Statutory Rape is sometimes called "unlawful sexual intercourse with a minor." It's a term used to describe sexual relations between two people under the age of consent, either by force or by taking advantage of their incapacity to approve. Different jurisdictions have different rules regarding what period counts as "minor."

Definitions defining a crime as a rape versus a lesser crime such as sexual battery vary by jurisdiction. Sometimes Rape is colloquially relatively synonymous with sexual assault.
Please note that you agree to let FutureLearn send you essential emails by completing this form. We may also use your details to show you more relevant courses and offers from FutureLearn and other organizations. We will not sell your data.

The absence of consent to sexual intercourse may be critical to proving any rape case. However, permission can be initially given, then withdrawn. For example, a spouse may rape another even though the very act of marriage may be considered a form of consent to an ongoing sexual relationship.

Statutory Rape in some states allows a person to be held liable for consensual sex with a minor, regardless of how carefully they were verifying the other person's age. Young people seemingly want to have sex with someone of the opposite gender and their age, then rely on the fact that the other person cannot legally provide consent. So, even if the two parties to the act considered themselves "dating" or were 19-20 years old, each minor is 16 or younger, and the sex is consensual, both can be liable for prosecution.

Some jurisdictions give such strict sexual consent laws that people even have to take precautions against being convicted of violating laws making sexual contact with a minor. This includes asking the minor's age, looking at identification cards (which may not be authentic), and other measures.

However, even if the cautious person took all of those precautions and the minority turned out to be seventeen years old or, in some jurisdictions, more senior, the careful person could still be convicted of criminal sexual conduct because the other person is a minor.

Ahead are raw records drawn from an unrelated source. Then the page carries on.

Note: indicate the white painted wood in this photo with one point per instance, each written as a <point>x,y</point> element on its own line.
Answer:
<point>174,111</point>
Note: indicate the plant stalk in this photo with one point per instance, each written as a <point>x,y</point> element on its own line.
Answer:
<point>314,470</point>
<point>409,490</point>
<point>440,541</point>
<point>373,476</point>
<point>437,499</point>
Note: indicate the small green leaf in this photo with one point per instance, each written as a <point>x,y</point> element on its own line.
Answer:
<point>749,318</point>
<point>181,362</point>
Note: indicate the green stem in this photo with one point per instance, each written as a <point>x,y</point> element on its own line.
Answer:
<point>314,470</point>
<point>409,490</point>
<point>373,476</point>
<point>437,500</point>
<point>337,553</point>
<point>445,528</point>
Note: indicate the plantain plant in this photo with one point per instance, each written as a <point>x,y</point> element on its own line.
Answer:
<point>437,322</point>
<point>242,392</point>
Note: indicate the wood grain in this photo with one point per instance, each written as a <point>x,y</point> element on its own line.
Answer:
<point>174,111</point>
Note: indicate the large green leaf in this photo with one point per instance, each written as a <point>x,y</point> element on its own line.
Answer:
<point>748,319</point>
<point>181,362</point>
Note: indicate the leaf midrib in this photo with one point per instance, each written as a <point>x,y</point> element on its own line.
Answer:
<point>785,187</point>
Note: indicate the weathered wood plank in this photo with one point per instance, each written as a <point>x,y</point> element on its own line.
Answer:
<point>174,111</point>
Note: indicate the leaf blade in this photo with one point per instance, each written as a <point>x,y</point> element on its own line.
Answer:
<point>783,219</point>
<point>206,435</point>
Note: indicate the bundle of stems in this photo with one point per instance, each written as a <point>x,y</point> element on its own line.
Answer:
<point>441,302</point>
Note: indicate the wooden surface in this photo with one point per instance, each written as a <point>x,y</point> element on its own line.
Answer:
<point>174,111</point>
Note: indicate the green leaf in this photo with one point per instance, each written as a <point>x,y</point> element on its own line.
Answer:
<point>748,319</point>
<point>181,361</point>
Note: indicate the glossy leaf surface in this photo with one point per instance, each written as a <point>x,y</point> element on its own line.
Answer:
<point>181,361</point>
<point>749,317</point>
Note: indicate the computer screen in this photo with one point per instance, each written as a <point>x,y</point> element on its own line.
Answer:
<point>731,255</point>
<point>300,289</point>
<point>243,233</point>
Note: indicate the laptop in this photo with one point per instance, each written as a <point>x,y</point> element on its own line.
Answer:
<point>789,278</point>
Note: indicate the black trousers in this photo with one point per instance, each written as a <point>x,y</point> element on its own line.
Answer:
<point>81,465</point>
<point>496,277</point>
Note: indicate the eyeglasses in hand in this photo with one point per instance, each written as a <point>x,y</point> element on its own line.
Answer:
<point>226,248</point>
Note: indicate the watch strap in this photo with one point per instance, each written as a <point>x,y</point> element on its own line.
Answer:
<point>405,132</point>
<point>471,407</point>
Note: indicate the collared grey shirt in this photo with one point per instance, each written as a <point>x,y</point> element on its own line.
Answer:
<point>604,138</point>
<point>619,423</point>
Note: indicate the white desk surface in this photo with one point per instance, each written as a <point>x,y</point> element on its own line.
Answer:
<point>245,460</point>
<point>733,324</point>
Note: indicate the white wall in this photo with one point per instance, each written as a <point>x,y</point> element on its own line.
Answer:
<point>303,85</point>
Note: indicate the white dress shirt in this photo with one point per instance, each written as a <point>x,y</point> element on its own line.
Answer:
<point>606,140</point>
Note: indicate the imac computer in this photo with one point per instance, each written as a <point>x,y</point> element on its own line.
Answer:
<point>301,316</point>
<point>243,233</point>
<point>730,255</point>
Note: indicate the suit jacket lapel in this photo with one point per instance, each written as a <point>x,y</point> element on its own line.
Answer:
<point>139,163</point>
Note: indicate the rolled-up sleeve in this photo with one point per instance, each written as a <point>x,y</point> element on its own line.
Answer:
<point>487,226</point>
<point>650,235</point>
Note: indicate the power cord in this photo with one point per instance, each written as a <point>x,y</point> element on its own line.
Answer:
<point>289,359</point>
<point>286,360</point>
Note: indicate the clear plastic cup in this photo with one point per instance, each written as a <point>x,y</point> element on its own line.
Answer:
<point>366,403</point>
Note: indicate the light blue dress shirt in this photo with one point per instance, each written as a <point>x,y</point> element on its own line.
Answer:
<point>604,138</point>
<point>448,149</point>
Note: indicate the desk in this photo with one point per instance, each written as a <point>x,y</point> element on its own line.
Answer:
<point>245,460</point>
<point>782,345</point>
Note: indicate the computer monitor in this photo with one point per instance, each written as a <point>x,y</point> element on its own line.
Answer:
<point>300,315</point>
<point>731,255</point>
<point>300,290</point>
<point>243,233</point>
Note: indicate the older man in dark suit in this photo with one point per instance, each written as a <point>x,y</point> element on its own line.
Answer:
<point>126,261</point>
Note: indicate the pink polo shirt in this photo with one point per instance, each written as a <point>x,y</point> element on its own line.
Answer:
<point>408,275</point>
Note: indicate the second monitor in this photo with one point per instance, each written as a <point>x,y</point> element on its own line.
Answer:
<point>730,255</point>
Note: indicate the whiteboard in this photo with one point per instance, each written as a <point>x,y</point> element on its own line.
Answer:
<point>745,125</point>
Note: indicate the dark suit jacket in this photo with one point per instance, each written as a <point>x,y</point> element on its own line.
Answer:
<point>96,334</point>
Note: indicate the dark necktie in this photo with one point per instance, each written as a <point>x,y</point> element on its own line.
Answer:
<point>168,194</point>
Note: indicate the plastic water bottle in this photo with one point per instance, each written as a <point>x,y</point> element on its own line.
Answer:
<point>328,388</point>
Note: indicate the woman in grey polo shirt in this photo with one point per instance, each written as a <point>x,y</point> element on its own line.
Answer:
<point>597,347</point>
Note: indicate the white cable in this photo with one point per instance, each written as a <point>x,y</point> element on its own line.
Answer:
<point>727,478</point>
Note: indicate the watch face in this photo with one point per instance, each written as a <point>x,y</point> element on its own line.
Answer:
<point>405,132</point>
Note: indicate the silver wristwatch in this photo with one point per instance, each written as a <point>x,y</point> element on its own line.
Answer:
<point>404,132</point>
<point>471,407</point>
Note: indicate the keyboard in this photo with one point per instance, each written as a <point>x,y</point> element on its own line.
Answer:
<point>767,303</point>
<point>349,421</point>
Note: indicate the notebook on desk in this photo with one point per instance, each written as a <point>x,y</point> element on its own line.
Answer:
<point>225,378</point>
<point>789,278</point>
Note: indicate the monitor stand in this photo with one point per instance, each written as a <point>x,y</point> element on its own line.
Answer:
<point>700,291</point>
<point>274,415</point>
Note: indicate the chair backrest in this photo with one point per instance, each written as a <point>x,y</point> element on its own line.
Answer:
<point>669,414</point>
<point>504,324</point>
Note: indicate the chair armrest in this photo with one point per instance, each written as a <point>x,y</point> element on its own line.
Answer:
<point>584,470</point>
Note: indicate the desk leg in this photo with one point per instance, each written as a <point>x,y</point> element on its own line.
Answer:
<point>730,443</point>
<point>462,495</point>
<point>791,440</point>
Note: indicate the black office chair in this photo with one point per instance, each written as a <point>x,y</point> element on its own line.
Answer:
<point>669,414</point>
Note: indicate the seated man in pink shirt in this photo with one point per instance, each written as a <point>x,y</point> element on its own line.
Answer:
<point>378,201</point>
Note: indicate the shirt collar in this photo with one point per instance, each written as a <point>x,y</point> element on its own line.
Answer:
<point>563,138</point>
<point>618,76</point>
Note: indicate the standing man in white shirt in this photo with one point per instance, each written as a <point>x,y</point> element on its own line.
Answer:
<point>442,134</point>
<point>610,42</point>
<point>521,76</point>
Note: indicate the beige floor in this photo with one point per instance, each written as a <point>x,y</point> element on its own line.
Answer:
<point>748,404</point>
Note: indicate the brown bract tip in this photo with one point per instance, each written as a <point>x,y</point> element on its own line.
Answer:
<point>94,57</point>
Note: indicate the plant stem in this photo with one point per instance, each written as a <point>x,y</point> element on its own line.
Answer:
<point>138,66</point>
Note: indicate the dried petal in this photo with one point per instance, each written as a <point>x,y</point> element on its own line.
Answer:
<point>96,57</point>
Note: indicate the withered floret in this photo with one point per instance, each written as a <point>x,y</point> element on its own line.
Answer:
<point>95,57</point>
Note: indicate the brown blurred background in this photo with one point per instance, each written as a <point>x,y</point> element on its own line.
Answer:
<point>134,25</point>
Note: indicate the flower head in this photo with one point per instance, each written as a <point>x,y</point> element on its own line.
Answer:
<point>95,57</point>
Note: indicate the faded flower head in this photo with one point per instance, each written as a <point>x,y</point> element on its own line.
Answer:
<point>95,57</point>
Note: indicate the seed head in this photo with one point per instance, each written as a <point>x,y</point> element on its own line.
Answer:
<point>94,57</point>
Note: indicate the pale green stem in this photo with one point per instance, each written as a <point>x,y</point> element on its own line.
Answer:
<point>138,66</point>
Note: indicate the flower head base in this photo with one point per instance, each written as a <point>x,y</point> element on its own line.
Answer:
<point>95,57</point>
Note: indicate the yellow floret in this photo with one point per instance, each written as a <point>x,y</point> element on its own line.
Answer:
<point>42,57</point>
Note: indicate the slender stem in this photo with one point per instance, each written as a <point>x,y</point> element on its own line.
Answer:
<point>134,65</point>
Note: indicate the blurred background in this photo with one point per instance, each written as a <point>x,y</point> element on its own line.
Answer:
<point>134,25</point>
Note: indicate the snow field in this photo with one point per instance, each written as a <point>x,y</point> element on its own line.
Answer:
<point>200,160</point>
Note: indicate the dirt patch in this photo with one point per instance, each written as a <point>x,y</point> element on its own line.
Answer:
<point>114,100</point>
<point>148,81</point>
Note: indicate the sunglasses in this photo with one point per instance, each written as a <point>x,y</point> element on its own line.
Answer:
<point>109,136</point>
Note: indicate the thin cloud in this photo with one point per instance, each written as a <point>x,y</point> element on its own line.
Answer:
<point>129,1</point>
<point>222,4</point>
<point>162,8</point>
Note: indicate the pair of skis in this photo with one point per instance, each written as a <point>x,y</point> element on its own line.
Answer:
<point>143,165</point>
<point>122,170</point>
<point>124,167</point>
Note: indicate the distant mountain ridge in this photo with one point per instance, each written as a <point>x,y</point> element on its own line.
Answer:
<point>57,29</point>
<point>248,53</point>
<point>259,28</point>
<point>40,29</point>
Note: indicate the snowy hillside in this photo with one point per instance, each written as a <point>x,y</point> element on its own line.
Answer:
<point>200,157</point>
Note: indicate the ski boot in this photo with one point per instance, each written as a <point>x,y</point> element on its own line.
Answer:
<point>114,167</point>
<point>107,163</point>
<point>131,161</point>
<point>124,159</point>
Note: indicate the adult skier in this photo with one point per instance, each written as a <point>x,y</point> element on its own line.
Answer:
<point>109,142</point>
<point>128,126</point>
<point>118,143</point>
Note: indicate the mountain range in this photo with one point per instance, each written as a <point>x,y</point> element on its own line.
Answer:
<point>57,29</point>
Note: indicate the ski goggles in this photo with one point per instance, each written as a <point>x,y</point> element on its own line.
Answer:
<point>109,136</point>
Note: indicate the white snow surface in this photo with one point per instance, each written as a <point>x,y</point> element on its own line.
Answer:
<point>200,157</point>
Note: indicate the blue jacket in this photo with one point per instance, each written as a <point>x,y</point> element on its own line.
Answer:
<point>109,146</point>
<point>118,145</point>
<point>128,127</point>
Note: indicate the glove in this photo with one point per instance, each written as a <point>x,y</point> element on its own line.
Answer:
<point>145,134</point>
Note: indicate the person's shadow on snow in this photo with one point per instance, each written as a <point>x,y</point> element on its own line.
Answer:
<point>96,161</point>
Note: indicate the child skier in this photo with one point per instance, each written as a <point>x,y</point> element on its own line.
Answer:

Caution should be exercised in adopting laws such as those of North Dakota. Such laws create problems because they tend to punish more severely what one might call "gray" situations than what may be analogous might be called "black" situations.

Marital Rape Marital rape was not recognized as a criminal act until the past century. By contrast, women were considered the property of their husbands and therefore incapable of withholding consent at once.

When a drug, such as Rophenol (commonly referred to as "roofies"), is intentionally placed into food or beverages by an attacker to incapacitate or intoxicate a person so that they are easily susceptible to giving consent to sexual intercourse, it is referred to as "date rape." Date rape is considered a form of Rape in which the victim is usually an acquaintance of the attacker. Because of the nature of this crime, many states enacted enhanced penalties against its perpetrators.